The Way West (novel)
- First edition
- Author: A. B. Guthrie, Jr.
- Language: English
- Genre: Western fiction
- Publisher: William Sloane Associates
- Publication date: 1949
- Publication place: United States
- Media type: Print (Hardback & Paperback)
- Pages: 340
- Preceded by: The Big Sky
- Followed by: These Thousand Hills

= The Way West =

1949 novel by A. B. Guthrie, Jr.

The Way West is a 1949 western novel by A. B. Guthrie, Jr.
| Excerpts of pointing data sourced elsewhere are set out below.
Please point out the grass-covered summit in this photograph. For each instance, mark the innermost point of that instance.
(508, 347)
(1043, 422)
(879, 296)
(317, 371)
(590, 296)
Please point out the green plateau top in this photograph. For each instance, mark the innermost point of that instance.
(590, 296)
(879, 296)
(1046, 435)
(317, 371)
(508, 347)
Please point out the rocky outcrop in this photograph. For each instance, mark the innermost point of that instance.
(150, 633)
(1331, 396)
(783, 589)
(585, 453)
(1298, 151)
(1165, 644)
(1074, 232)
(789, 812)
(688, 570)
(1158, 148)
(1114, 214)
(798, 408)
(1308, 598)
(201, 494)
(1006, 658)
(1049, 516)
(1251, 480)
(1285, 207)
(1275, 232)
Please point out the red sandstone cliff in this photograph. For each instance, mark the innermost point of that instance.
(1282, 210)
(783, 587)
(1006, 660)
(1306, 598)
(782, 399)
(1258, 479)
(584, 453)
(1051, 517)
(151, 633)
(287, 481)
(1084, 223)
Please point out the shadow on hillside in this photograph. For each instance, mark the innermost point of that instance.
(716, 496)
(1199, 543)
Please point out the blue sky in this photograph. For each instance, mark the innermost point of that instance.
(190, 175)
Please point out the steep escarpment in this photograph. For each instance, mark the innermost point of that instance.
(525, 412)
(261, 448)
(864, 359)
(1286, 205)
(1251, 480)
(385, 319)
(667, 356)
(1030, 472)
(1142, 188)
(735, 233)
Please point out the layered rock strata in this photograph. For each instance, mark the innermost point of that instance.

The book won the Pulitzer Prize for Fiction in 1950 and became the basis for a film starring Kirk Douglas, Robert Mitchum, and Richard Widmark.

The novel is one in the sequence of six by A. B. Guthrie, Jr. dealing with the Oregon Trail and the development of Montana from 1830, the time of the mountain men, to "the cattle empire of the 1880s to the near present". The publication sequence started with The Big Sky, followed by The Way West, These Thousand Hills, Arfive (1971), The Last Valley (1975), and Fair Land, Fair Land.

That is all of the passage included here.